Однажды вечером я лег в постель на четыре долгих месяца. Хотелось бы дать полную картину этих четырех месяцев. К сожалению, большую часть времени я находился под действием наркотиков, так что едва помнил происходящее. Но хорошего было мало. Моя рука лежала, словно ствол окаменелого дерева, вытянутая в устройстве, которое регулярно сгибало сустав, и каждое движение отдавалось в плече лавиной огня и жгучей боли. Каждый удар плазмы и крови в венах отдавался тысячью игл.
Я смутно помнил, как окостенела вторая рука, и волны боли стали накатывать на меня с обеих сторон. Единственное, что сохранилось в моей памяти, кроме боли, были промежутки от инъекции до инъекции и ожидание беспробудной тьмы, которая сменяла агонию. И все это только для того, чтобы часом позже очнуться с инфекцией в новом месте. Когда она достигла правого плеча, то ненадолго остановилась и начала подниматься по левой руке, остановившись на подходе к телу.
Очнувшись от наркотиков, я обнаружил, что Джеймс с отцом прилаживают один из манипуляторов к правой ноге, а потом почувствовал нарастающую боль в икре и бедре.
Несколько раз, когда мой разум прояснялся, я прощупывал комнату и обнаружил, что лежу в настоящем лесу из колб, резиновых трубок и связок бинтов. Пусть без особого восторга, но все же я смутно осознал, что меня не бросили на произвол судьбы. Периоды просветления если и случались, стали теперь редкими и непродолжительными. Как-то я очнулся и обнаружил, что парализовало рот, а потом и челюсть; язык и низ лица превратились в сплошной комок горящих иголок. Позже уши перестали воспринимать звуки, а однажды, очнувшись после очередного забытья, я обнаружил себя в портативном реаниматоре, который с безжалостной силой сжимал мою грудь.
Это все, что я помнил, когда туман наконец рассеялся и с моих глаз спала пелена. Наступила весна, и я стал мекстромом.
Я сел в кровати. Было утро. В окно ярко светило солнце, а свежий весенний ветер слегка трепал занавески. Было тепло. Снаружи долетал аромат жизни и молодой листвы. Я сразу почувствовал, как хорошо быть живым.
Висящие колбы, фестоны резиновых шлангов исчезли. Кустарные манипуляторы куда-то убрали, а на бюро пропали медицинские склянки и всякий хлам. Нигде, насколько позволяло зрение, не было видно даже обычного термометра в стакане, и если честно, я был так рад оказаться снова в живых, что даже не пытался узнать, куда все подевалось. Вместо этого мне захотелось встать и пробежаться.
Я сунулся к шкафу с одеждой и нашел свое барахло. Затем осмотрел дом и нашел ванную. Мне никто не мешал.
Только я собрался побриться, принять душ, одеться и спуститься вниз, как по ступенькам взбежала сестра Фарроу и, не церемонясь, вторглась в комнату.
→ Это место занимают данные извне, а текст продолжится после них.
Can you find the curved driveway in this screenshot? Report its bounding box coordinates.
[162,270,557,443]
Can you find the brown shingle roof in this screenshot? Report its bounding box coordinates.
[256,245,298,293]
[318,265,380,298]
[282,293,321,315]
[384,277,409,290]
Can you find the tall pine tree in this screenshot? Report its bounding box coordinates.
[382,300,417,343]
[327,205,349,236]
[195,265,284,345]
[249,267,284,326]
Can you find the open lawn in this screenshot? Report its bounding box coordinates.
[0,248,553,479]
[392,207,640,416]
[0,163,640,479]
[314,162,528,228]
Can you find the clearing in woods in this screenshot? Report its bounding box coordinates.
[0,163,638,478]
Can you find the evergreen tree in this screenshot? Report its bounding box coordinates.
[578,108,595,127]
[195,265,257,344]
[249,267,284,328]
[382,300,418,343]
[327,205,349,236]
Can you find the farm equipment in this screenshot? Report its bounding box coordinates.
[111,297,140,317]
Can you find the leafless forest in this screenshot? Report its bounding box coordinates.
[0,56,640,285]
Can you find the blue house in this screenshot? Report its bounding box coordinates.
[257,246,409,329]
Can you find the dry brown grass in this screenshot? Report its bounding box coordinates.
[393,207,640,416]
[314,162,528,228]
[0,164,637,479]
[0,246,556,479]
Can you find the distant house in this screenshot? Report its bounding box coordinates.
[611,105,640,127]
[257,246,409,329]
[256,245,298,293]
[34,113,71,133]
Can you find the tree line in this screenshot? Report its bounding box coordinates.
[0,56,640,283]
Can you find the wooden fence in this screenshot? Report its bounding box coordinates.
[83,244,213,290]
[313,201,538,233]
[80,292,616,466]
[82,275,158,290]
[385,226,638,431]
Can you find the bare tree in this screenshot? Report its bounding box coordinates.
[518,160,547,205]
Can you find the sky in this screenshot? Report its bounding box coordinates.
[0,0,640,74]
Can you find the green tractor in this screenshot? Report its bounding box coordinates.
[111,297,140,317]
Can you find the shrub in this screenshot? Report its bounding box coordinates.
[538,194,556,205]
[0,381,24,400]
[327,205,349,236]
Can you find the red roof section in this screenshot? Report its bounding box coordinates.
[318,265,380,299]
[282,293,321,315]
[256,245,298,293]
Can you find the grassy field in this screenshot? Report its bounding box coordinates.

— Я пришла проследить, чтобы ты не попал в переделку, — сказала она.
— В переделку?
— Ты мекстром, Стив, — сказала она. — Надо об этом помнить. Ты должен научиться владеть своей силой.
Я сжал мускулы одной, потом другой руки. Они напряглись, как всегда. Я сделал глубокий вдох, воздух легко вошел внутрь и вышел вновь.
— Я не чувствую разницы, — сообщил я ей.
Она улыбнулась и протянула мне отточенный деревянный карандаш.
— Напиши свое имя, — велела она.
— Думаешь, придется учиться снова? — усмехнулся я. Взяв карандаш, я положил палец на крышку бюро, где лежал блокнот бумаги, посмеиваясь над Фарроу: — Ну, смотри! Мое имя начинается на букву «С». Она представляет собой красивую, грациозную кривую, идущую сверху и…
Кривой не получилось. Когда графитовый кончик ткнулся в бумагу, он проткнул ее и сломался. Карандаш дошел до доски, расщепив тонкую деревянную панель почти на восемь дюймов. Тот факт, что я не смог им воспользоваться, привел меня в изумление, и я инстинктивно сжал деревянный стержень. Тот сразу надломился в моей руке в трех местах, а кончик упал на пол.
— Видишь? — участливо спросила Фарроу.
— Но… — Я в замешательстве запнулся.